IRELAND
Irish Examiner
Wednesday, April 19, 2017
By Catherine Shanahan
Health Correspondent
The State’s investment in the proposed €300m national maternity hospital will be protected and it will be free of religious interference, according to Health Minister Simon Harris.
The Master of the National Maternity Hospital (NMH), Rhona O’Mahony, said the hospital will “be clinically and operationally entirely independent in line with national maternity policy”.
Mr Harris and Dr O’Mahony’s comments follow reports that the Sisters of Charity will be sole owners of the hospital when it transfers from its current site at Holles St to St Vincent’s University Hospital campus at Elm Park.

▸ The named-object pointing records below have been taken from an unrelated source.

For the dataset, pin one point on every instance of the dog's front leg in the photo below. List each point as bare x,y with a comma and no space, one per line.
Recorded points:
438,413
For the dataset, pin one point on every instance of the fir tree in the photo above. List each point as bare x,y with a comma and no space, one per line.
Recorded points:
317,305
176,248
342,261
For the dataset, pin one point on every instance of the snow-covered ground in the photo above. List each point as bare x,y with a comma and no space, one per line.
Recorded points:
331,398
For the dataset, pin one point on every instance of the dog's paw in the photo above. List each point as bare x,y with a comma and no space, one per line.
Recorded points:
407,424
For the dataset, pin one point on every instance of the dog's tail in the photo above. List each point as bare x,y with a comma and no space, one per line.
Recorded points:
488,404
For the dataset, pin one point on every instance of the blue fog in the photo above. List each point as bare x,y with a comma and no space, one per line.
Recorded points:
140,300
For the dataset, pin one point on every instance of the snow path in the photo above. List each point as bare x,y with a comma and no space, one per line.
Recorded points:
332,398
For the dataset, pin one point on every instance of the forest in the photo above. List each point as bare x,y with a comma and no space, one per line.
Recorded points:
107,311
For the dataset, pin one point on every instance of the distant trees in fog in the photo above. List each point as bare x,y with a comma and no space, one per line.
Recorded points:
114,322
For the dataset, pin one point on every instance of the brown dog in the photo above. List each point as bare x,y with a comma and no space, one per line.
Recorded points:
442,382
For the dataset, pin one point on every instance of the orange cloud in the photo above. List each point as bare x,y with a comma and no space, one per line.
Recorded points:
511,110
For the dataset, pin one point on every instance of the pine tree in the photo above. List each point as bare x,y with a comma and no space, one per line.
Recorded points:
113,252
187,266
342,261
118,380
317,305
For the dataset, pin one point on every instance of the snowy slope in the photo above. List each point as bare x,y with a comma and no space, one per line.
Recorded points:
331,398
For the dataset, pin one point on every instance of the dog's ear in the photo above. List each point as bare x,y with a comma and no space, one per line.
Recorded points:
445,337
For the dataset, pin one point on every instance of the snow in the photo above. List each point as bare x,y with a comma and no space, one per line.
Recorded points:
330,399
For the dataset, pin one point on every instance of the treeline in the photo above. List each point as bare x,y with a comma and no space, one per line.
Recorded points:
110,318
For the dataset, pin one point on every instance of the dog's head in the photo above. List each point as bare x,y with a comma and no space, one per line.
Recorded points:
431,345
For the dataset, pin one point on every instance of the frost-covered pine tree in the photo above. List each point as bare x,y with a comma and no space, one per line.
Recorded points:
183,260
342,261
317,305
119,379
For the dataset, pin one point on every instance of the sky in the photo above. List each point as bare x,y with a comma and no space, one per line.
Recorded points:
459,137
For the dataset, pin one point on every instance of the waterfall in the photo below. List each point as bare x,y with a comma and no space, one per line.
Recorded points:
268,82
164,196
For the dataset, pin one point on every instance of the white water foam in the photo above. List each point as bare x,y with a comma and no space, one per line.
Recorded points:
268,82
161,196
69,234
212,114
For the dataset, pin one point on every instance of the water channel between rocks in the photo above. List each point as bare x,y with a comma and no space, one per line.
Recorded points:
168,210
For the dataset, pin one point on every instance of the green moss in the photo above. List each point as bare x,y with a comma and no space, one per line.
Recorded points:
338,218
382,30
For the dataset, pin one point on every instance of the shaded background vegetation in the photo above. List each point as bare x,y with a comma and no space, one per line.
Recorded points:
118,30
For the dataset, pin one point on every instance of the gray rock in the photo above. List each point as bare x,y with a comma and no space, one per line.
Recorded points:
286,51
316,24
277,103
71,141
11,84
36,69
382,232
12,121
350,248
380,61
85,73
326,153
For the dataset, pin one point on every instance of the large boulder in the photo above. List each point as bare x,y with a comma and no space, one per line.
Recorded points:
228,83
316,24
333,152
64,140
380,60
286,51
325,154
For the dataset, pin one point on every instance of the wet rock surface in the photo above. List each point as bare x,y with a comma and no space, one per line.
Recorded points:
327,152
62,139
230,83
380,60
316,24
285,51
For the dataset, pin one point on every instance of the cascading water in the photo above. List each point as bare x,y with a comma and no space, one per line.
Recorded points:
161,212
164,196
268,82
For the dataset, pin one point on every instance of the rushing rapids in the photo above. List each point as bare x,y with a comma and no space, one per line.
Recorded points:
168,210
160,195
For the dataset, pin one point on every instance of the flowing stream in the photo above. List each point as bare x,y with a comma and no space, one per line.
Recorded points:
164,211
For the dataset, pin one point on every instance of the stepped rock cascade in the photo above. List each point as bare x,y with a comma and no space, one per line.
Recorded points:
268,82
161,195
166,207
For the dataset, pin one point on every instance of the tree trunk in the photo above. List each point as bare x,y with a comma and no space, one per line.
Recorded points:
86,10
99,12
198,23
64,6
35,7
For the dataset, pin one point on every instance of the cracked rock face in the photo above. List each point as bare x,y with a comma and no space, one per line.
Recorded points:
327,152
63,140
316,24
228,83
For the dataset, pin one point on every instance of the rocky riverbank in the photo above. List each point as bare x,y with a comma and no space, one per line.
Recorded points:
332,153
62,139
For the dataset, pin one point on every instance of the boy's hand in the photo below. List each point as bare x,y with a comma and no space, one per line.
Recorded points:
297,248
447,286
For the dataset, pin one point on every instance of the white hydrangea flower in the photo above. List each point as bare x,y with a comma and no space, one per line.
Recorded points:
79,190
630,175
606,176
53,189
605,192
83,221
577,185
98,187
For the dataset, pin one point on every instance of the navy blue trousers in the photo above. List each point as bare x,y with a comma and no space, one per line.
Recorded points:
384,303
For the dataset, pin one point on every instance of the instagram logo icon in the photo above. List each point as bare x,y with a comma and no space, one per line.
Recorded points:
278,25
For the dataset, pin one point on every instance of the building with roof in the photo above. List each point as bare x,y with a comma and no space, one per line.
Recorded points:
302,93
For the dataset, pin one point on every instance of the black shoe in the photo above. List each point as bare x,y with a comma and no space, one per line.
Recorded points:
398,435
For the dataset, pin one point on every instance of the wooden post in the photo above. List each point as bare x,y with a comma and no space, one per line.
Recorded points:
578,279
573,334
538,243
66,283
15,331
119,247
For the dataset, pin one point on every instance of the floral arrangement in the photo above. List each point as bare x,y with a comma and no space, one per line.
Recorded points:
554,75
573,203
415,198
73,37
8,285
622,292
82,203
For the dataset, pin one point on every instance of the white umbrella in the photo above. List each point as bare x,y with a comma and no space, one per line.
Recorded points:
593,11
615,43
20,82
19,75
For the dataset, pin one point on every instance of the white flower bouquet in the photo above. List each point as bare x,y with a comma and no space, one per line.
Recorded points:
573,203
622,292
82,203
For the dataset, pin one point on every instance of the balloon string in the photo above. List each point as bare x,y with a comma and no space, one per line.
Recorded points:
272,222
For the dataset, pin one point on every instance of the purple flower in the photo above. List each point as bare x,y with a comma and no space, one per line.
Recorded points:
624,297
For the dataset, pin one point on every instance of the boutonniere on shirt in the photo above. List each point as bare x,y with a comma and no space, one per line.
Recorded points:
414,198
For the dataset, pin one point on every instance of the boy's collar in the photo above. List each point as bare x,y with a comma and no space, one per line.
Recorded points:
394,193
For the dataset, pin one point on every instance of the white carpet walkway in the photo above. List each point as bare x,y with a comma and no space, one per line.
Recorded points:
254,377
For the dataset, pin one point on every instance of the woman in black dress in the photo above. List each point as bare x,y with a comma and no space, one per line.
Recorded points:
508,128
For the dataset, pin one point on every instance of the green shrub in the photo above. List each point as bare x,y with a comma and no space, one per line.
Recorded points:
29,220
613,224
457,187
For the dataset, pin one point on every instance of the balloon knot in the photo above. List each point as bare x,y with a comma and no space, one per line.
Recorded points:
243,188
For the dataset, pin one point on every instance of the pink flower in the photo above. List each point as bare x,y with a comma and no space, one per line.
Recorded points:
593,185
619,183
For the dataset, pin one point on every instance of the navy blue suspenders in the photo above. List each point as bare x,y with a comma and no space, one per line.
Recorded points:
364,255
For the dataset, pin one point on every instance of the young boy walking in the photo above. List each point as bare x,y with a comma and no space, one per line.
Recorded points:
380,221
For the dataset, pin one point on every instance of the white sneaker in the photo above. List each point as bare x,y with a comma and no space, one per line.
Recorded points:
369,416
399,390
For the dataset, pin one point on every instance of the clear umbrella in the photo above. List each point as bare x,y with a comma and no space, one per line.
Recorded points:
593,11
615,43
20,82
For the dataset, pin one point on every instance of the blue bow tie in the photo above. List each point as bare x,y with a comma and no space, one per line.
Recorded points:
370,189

The notion of the Sisters of Charity having sole ownership of a State-funded hospital sparked outrage among those angered that the order has not fulfilled commitments to survivors of institutional abuse.
The order had pledged an additional €5m after the 2009 publication of the Ryan Report which inquired into child abuse in religious-run institutions — but €3m remains outstanding.
However, the State has not “gifted” sole ownership to the nuns; the land on which the new hospital will be built is owned by St Vincent’s Healthcare Group of which the Sisters of Charity are a major shareholder. This does not mean the nuns could dispose of the hospital on a whim because the minister, who holds a “golden share” in the company set up to run it, can withhold his approval.